The original Sinclair plate was designed by a professional who had a nice sense for the weight and placement of typography. I think the person who did the reproduction plate was not intimately familiar with the Roman alphabet.

Look at the difference in quality between his work on the dinosaur and his lettering. He understood the dinosaur image, and duplicated it fairly well. Compare that with his work on the word "MOTOR". All the letters are heavier and coarser than they were in the original. The "M" is asymmetrical. The vertical stroke of the "T" is noticeably fatter than its crossbar. The second "O" is just plain clumsy. I don't think he knew what he was seeing.

This really tripped him up in the white-on-blue slogan at the bottom. It wasn't just his use of the wrong line weight in his O's and 0's, though that error that sticks out like a sore thumb. I'm fairly sure he copied the "N" in "MILLION" from a low-resolution or deteriorated original, and couldn't tell which way it was supposed to point. His version could just as well be a backward "N" or blobby "H", as a proper "N".
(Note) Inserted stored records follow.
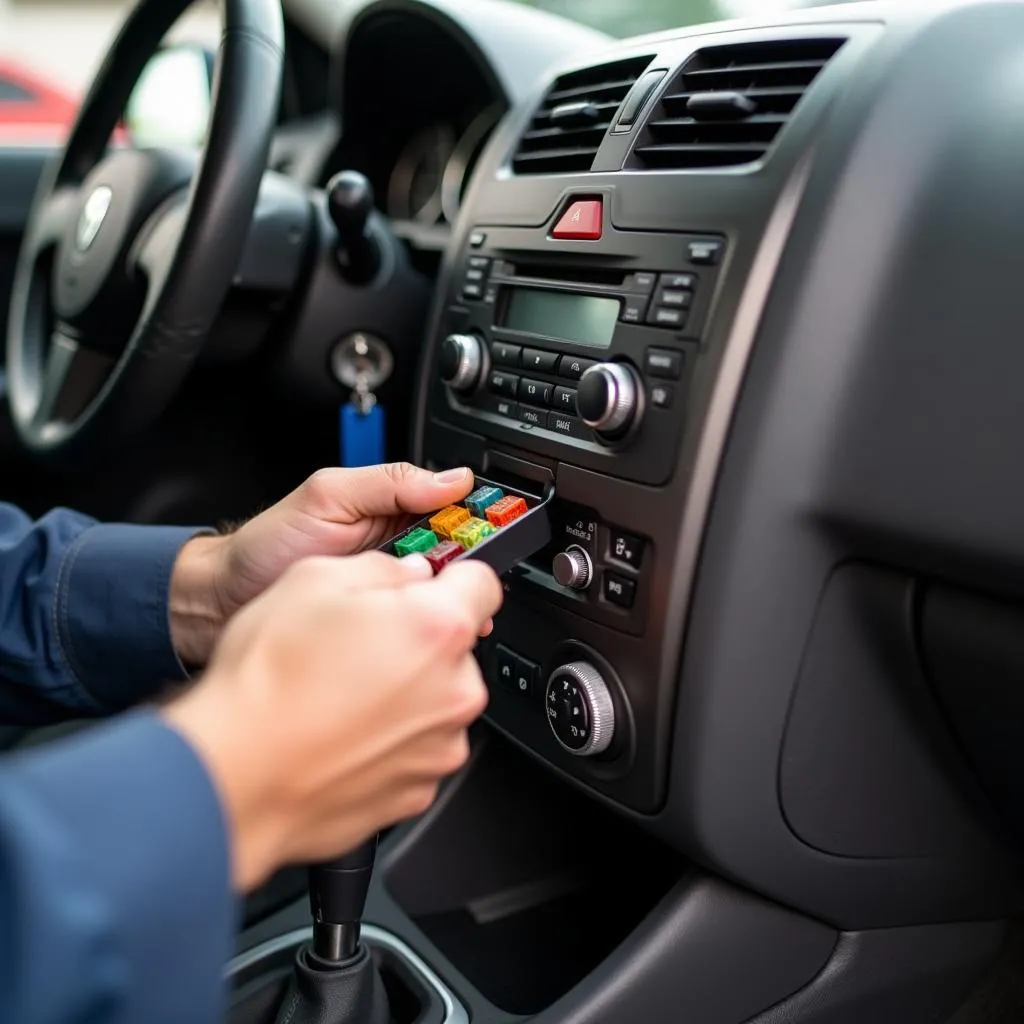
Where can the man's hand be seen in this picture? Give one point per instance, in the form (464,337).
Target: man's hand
(335,512)
(337,701)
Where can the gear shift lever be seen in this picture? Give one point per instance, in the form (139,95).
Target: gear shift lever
(337,897)
(336,980)
(349,204)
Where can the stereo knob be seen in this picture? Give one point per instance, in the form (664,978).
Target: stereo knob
(572,568)
(608,397)
(462,360)
(580,709)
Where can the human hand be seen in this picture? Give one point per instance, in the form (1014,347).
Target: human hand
(336,702)
(335,512)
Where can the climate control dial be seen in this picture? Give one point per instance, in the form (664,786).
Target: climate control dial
(462,361)
(572,568)
(608,397)
(580,709)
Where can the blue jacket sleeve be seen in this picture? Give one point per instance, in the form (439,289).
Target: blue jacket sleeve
(115,893)
(84,626)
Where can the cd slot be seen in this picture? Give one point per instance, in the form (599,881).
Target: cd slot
(604,276)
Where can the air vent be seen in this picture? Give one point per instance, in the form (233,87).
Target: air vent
(729,102)
(572,120)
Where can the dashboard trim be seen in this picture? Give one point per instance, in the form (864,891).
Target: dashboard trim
(725,393)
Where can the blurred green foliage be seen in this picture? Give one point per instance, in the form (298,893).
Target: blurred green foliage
(632,17)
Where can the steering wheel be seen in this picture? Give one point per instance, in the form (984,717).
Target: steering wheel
(129,255)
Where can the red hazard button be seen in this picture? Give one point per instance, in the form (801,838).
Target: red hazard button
(582,220)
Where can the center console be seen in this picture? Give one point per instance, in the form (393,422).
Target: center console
(574,343)
(589,340)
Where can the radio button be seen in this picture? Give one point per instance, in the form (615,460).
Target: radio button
(683,282)
(643,281)
(542,363)
(664,363)
(627,548)
(678,299)
(573,368)
(667,316)
(503,383)
(619,590)
(564,399)
(706,251)
(569,426)
(535,392)
(633,308)
(506,354)
(662,395)
(503,407)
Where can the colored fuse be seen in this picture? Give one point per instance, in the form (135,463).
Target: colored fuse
(481,499)
(415,543)
(471,532)
(448,519)
(505,511)
(445,552)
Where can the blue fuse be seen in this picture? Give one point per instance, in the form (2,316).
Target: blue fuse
(481,499)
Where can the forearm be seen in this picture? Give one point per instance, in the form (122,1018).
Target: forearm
(112,845)
(197,614)
(84,614)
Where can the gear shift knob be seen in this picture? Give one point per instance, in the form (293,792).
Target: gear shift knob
(350,202)
(337,898)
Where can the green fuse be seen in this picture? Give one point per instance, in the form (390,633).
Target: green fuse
(481,499)
(471,532)
(415,543)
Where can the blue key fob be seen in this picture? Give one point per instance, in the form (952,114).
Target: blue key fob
(361,435)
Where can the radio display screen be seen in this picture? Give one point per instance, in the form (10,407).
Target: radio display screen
(587,320)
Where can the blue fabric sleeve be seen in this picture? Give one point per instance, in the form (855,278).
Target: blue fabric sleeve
(115,891)
(84,617)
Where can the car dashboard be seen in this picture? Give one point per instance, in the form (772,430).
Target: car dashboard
(738,300)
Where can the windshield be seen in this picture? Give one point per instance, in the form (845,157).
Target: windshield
(634,17)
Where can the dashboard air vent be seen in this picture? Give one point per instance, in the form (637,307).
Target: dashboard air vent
(567,129)
(729,102)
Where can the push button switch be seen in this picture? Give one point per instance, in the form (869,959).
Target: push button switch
(627,549)
(526,677)
(536,392)
(617,590)
(506,354)
(573,368)
(570,426)
(508,667)
(582,220)
(539,361)
(564,399)
(664,363)
(503,383)
(706,252)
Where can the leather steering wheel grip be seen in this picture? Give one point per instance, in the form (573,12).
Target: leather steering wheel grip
(201,230)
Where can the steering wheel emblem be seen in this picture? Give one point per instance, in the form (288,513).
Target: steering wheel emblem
(93,214)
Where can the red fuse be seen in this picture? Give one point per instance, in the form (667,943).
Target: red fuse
(505,511)
(442,554)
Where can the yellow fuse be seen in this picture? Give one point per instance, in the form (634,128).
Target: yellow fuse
(471,532)
(445,521)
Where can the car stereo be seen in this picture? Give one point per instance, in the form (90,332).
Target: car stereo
(587,358)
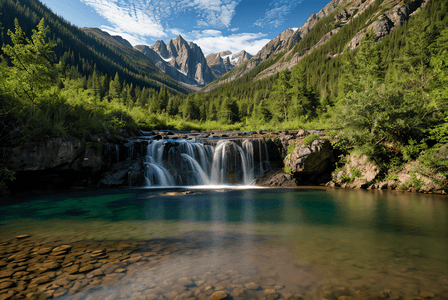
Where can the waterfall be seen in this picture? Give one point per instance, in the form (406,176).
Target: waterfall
(205,162)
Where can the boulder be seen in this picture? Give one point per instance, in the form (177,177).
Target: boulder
(310,163)
(276,179)
(63,153)
(359,169)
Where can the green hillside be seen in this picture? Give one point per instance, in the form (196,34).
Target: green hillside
(74,47)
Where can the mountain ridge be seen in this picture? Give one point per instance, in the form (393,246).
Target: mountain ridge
(342,12)
(182,60)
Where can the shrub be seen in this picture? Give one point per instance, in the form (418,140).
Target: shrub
(436,159)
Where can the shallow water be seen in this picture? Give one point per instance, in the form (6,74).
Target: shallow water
(304,239)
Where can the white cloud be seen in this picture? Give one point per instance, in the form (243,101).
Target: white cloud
(138,19)
(134,40)
(274,17)
(251,42)
(130,18)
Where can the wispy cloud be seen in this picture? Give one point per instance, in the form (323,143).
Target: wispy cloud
(130,18)
(275,16)
(211,42)
(144,18)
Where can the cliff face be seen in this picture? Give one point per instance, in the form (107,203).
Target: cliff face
(181,60)
(225,61)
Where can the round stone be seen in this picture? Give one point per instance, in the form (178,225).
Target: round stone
(218,295)
(252,286)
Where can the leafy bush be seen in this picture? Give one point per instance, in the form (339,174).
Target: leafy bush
(436,159)
(355,173)
(417,183)
(412,150)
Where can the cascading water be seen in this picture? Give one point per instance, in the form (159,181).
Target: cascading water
(205,162)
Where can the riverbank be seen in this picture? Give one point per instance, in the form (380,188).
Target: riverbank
(296,157)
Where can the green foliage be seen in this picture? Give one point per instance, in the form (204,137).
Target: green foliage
(310,138)
(413,150)
(405,186)
(355,173)
(391,176)
(417,183)
(436,159)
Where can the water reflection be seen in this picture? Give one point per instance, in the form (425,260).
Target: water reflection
(358,238)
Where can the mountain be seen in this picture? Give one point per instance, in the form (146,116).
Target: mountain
(220,63)
(181,60)
(225,61)
(240,57)
(290,46)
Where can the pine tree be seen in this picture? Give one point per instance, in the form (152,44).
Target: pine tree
(32,71)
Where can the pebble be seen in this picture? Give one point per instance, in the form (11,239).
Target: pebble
(218,295)
(252,286)
(40,280)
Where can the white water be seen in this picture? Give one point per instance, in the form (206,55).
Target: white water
(191,163)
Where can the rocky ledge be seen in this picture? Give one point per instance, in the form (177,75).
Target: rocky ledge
(360,172)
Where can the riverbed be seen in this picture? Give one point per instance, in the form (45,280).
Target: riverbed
(246,243)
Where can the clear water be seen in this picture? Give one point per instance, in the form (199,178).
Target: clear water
(310,238)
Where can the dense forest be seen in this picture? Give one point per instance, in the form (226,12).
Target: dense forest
(387,98)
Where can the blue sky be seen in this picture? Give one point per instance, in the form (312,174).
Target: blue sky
(215,25)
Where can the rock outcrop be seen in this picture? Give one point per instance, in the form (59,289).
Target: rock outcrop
(387,22)
(181,60)
(311,164)
(410,179)
(64,153)
(358,172)
(220,63)
(129,173)
(277,178)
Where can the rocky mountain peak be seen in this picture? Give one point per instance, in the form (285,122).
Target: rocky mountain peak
(181,60)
I've seen this happen with other pirated designs. I cherish a cheap little souvenir voodoo doll/pincushion from New Orleans -- it's a standard tourist item there -- which was obviously pirated by a non-English-speaking manufacturer. The thing is basically a little person-shaped pincushion with various ailments and afflictions printed at appropriate spots. However, in this case the afflictions include HAIRY EAPS, HINNIS ELBOW, SIMUS TROULE, ATMLLTES FOOT, BODY DCOR, COMPULSIVE APPETIII, WATER ON THE KNEF, and, on the critter's groin, IMPORTENCI.

It's really hard to copy typography accurately when you don't know what you're looking at.